Sol das Almas, estruturado em 19 capítulos (cada uma das estações de trem entre Palmares e Recife), vai revelando detalhes dos tormento do pastor Jó, protagonista e narrador. Ambientado em Palmares, cidade da zona da mata pernambucana, narra as desventuras do pastor e sua luta contra o pecado do luxúria e o sexo. somos apresentados a vida de dias pacatos e noites ardentes ao lado da esposa Estela, tudo após a descoberta de um livro achado num sebo do Recife. Assomado pela culpa e dividido entre ser um homem comum e um homem de Deus, Jó se vê em meio a flagelos físicos e morais, estes encarnados na figura de um morcego a afrontá-lo (Seria uma referência ao poema de Augusto dos Anjos?).
O percurso interior, marcado pelo conflito e luta excruciante de Jó, é posto em contraste com a vida da pequena cidade: a avareza de um dono de engenho decadente, a fidelidade de Totô, o vício em morfina de um médico e a beleza de sua esposa húngara, os mexericos de um funcionário público, uma amizade de gamão e conselhos com o padre Alípio, um charlatão e suas curas milagrosas.
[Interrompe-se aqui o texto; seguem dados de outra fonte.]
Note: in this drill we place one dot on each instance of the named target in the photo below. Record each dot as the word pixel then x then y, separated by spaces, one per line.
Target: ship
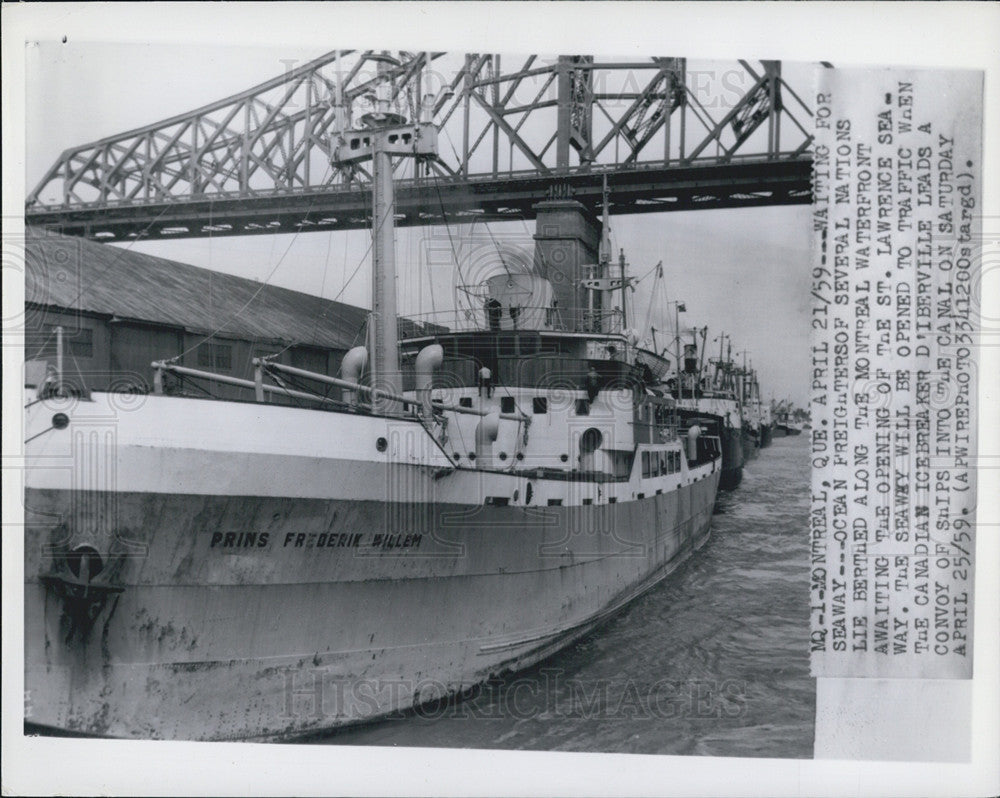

Esse mosaico de vida, cores, crenças e decadência forma um retrato por vezes rancoroso, apesar de sincero, da cidade e cenário de aflição, julgamento e condenação do pastor Jó. Contudo, o modo como certos personagens soam comuns (e próximos a mim por minhas origens) acentuam a profundidade e complexidade do protagonista. Eles não são postos de modo aleatório, mas em relação e a favor do protagonista e trama. Nada é gratuito ou excessivo, mas cada pequeno detalhe, diálogo, aparição coopera para a totalidade do romance.
Em cada detalhe, Hermilo prova-se um mestre: o texto enxuto, a condução e cadência que imprime à narrativa, não apenas no uso das estações para passar a limpo, em curtos intervalos de tempo, aspectos da trama que conduz Jó ao Recife, mas também para revelar uma Zona da Mata em flagrante decadência dos engenhos e a saída para a capital, os diálogos ritmados e convincentes. No mais, demonstra profundo conhecimento e habilidade para tornar o seu protagonista, pastor evangélico, em pessoa real e não numa caricatura.
Se me arrisco a apontar um tema ao romance, capaz de lhe conferir unidade, diria que é a decadência e todo o tormento que produz, seja o dos engenhos de fogo morto ou lutando para não sucumbir ou no médico consumido pelo vício em morfina ou no casamento abalado pelo sexo visto como pecaminoso ou na decadência moral das pequenas vidas mergulhadas na fofoca ou na hipocrisia. Como lhe confidencia o fiel Totô: "Esta vida é uma bosta".
Hermilo Borba Filho, bem como outros nomes de sua geração, merece ser (re)descoberto pelo leitor brasileiro. Um escritor habilidoso à altura de seus célebres amigos, Ariano Suassuna, Osman Lins (cujo volume de correspondências foi lançado pela CEPE, em 2019) e Érico Veríssimo. Baita romance.